Project Sanctions on the Rise
Tuesday 11 July 2017
The number of projects reaching a final investment decision is on the rise this year, according to research by consultancy group Wood Mackenzie.
Wood Mackenzie claims the number of projects reaching FID in 2017 could more than double to 25, compared to just 12 last year.
The number of projects progressing to FID has already surpassed last year’s figure, with 15 projects sanctioned in the first half of the year.
However, the sanctioned projects have been smaller in size overall, equating to about 8 billion barrels of oil equivalent of reserves compared to 8.8 billion boe over the 12 projects sanctioned last year.
However, Wood Mackenzie believes up to another 10 projects could reach FID before the end of the year which represent another 11 billion boe of reserves.
Wood Mackenzie Asia Pacific research director Angus Rodger said there were positive signs the upstream industry was continuing to recover as more competitive conventional projects were moving down the cost curve sufficiently to attract new investment.
"Eleven of the 15 project sanctions year-to-date are either brownfield expansions on existing fields, satellite developments or subsea tiebacks,” he added.
“Not only are these projects less risky than greenfield developments, they also tend to be less capital-intensive and are quicker to bring onstream, offering a quicker payback and better returns on development dollars.”

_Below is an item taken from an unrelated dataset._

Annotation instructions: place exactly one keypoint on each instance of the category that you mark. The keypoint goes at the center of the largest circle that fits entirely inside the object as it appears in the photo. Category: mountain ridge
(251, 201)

Roger noted project capital expenditure was down to $11 per boe compared to $15 per boe in 2015.
Wood Mackenzie also found that oil majors were the largest players in the FID scene, with eight of the project sanctions so far this year operated by majors.
It added that of the 35 mid-to-large projects sanctioned since the start of 2015, 19 were operated by oil majors and accounted for just under 14 billion boe of the 22 billion boe total of commercial reserves sanctioned.
National oil companies meanwhile have been less active, operating less than 1 billion boe of the sanctioned commercial reserves since 2015.
Wood Mackenzie warned NOCs needed to be on the lookout for new investment opportunities or face the risk of “significant production declines” from 2020 onwards.